What else? There are pictures. You hear complaints about reproduction quality, but it is actually pretty good. Black and white, yeah, and on paper just this side of pulp, but clear and most often useful. Many of the images were taken with the Lowell 13-inch camera, but there are other sources as well, including numerous shots from Mt. Wilson/Mt. Palomar instruments. In general, the astrophotos, including the amateur pictures, in the Handbook are state of the art for the 1970s. There are numerous other illustrations, too, most of them good. Finally, there is an index at the end of Volume III, but it is clearly an afterthought and not very extensive or useful.

Many was the cloudy night in the 1980s and well into the 1990s your old Unk spent with Burnham’s, a pencil, and a steno pad making my low-tech observing lists and hoping for clear skies. Burnham’s was more than that to me, though, much more. It was a friend who saw me through hard times. Like when Daddy, The Old Man, was in the hospital for the last time battling the cancer than took him way too early. I sat in the waiting room reading Burnham’s, taking solace somehow in that lonely man’s love for the eternal stars.

Today, Burnham’s Celestial Handbook has many fans in a small amateur astronomy sort of way, and some of them keep hoping it will be updated. (Lowell astronomer) Brian Skiff was, I understand, willing to take on that task at one time. Problems concerning the book’s publication rights scotched the idea, however. Burnham’s doesn't need to be updated, anyway. The science section at the front of the book was always its weakest part and is easy to skip. Some of Burnham’s object information in the Descriptive Notes sections is also outdated, but usually doesn't cause much harm for the observer. Finally, while the object positions are for Epoch 1950, it’s easy enough to get right ascensions and declinations elsewhere.

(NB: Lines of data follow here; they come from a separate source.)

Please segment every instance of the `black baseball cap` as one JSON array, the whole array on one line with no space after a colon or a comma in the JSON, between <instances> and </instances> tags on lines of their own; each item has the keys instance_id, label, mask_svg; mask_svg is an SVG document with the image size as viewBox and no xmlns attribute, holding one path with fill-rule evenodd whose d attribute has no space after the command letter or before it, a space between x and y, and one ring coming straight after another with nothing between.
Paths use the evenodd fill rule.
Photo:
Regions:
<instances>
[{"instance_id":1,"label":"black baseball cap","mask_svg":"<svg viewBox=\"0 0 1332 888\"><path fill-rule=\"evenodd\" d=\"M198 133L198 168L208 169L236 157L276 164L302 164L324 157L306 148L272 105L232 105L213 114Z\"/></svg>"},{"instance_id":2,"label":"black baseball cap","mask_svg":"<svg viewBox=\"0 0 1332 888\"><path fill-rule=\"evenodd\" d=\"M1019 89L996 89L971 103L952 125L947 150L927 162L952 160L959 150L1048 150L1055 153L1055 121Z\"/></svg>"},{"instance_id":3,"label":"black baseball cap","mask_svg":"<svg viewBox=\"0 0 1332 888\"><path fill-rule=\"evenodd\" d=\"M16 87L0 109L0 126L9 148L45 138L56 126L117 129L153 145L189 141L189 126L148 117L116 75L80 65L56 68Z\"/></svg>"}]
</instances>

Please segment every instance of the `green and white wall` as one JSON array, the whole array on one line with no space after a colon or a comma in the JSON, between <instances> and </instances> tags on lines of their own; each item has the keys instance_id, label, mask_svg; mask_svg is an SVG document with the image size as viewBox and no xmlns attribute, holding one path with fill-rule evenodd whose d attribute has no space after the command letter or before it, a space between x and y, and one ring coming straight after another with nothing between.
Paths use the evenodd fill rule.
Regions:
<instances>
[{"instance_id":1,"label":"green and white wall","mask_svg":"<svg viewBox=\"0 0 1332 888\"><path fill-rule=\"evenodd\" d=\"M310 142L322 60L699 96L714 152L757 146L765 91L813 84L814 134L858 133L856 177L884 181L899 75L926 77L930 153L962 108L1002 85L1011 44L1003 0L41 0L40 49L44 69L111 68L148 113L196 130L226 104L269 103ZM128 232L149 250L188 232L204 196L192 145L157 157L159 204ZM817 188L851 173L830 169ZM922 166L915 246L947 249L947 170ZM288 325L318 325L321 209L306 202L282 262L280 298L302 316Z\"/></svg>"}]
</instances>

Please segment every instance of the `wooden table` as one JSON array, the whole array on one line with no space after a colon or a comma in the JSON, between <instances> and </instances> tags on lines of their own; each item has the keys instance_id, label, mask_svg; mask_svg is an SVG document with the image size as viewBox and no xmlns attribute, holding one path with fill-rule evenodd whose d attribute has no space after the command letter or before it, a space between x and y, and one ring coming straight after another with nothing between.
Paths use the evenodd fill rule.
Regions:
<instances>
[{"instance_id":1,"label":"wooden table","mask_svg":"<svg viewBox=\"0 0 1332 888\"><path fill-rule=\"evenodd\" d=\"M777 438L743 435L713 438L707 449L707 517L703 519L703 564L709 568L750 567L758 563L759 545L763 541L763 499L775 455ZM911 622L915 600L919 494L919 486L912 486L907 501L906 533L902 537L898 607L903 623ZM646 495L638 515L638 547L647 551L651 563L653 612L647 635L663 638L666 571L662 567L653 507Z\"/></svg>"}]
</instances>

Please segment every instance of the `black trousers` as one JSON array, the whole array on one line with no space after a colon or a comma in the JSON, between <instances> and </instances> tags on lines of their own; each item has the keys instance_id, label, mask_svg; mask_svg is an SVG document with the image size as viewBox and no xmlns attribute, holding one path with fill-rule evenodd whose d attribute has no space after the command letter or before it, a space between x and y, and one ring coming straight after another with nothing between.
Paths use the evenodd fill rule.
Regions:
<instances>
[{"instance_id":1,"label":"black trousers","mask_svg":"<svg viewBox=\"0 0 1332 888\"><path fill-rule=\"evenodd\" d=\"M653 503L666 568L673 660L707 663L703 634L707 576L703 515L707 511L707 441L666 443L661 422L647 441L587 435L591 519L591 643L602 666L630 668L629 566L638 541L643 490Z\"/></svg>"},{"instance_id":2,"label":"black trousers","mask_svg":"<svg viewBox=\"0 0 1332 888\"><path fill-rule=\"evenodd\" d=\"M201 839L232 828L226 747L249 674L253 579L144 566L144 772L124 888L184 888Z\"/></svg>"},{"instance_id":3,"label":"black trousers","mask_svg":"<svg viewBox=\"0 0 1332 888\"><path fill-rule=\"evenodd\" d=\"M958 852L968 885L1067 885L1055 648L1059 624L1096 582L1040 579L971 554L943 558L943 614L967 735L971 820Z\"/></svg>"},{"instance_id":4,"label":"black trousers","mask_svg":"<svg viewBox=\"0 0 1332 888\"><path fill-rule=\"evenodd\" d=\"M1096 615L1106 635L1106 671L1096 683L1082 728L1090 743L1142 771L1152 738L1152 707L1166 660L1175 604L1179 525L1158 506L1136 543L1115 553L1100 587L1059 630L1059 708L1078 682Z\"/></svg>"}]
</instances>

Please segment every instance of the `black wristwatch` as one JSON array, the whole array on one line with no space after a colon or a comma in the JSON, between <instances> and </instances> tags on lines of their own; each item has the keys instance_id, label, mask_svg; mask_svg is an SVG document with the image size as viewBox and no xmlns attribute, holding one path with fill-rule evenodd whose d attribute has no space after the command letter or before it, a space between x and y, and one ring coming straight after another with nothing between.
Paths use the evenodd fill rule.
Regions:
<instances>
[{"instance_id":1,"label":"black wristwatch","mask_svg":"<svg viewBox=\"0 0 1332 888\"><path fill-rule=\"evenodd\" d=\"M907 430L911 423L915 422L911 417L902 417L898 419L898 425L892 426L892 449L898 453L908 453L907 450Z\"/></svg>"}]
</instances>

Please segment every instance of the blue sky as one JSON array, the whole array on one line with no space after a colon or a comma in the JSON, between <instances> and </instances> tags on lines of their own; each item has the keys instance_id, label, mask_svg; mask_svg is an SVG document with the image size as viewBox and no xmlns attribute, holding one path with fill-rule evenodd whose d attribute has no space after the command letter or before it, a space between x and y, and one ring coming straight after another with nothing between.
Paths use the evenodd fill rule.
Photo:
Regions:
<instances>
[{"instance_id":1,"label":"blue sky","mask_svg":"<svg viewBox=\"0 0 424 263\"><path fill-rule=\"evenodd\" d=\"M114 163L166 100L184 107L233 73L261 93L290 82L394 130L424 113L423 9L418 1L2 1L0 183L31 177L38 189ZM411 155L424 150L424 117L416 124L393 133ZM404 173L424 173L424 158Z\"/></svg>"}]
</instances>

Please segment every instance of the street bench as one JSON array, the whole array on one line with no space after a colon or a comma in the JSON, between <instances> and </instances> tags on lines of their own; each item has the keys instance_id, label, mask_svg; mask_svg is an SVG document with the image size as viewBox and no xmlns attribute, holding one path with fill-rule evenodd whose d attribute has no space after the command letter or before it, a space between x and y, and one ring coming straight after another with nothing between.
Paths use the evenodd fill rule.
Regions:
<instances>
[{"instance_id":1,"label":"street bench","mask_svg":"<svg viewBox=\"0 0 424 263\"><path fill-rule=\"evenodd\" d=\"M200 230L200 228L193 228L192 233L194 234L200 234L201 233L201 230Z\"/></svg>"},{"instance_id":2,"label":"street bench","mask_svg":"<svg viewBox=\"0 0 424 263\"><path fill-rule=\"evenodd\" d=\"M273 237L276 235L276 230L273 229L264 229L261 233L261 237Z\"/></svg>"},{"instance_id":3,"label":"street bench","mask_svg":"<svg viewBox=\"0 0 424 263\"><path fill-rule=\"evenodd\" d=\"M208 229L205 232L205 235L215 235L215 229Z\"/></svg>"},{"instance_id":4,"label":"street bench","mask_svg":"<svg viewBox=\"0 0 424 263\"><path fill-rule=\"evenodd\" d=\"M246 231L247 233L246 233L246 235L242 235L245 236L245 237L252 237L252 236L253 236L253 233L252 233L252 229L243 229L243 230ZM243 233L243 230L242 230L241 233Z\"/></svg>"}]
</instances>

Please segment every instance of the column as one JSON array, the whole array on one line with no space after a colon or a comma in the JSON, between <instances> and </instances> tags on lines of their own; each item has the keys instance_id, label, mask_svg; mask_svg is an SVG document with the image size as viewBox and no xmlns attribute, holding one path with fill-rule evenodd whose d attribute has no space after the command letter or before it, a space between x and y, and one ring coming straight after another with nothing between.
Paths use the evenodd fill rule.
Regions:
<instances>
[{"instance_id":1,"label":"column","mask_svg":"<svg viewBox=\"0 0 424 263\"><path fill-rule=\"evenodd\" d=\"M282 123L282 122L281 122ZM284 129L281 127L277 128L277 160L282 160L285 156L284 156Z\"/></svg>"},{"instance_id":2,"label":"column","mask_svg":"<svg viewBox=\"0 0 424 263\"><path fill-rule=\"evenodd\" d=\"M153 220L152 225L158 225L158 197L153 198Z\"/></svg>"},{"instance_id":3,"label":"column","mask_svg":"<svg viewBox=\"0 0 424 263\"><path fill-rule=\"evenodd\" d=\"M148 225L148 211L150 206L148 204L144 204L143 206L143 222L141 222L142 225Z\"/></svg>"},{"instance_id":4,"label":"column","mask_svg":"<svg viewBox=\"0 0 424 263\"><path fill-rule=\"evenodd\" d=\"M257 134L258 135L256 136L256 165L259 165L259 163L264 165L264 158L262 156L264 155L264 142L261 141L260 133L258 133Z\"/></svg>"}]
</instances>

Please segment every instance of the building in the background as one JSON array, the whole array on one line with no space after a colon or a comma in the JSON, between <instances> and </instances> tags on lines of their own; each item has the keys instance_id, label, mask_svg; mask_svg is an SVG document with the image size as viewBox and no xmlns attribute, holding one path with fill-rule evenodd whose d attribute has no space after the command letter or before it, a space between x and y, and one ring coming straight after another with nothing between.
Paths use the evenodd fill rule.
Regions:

To be honest, I don’t want to see the Handbook updated. This special book has meant the world to me over the years, and I want its look and voice to remain the same. Which doesn't mean I’d been using the Handbook frequently of late. Until recently, I thought I’d outgrown it. Hell, it don’t even have the PGCs. Until I picked it up again the other day and started leafing. I ain’t outgrown it. Not hardly. How could you outgrow Shakespeare? Or Melville? Or Cervantes? And Burnham’s Celestial Handbook is our, amateur astronomy’s, Shakespeare and Melville and Cervantes.

What of Robert Burnham Junior? He is known and admired by far more amateur astronomers today than when he was alive. There’s a memorial, a small plaque, at Lowell Observatory, and an asteroid, 834 Burnhamia, was named in his honor. But his true memorial is his Handbook, muchachos, which I believe will live on just as The Cycle of Celestial Objects and Celestial Objects for Common Telescopes have lived on—and Burnham’s is a far better book than either. Do I have to tell you to go out and buy a copy if you don’t have one?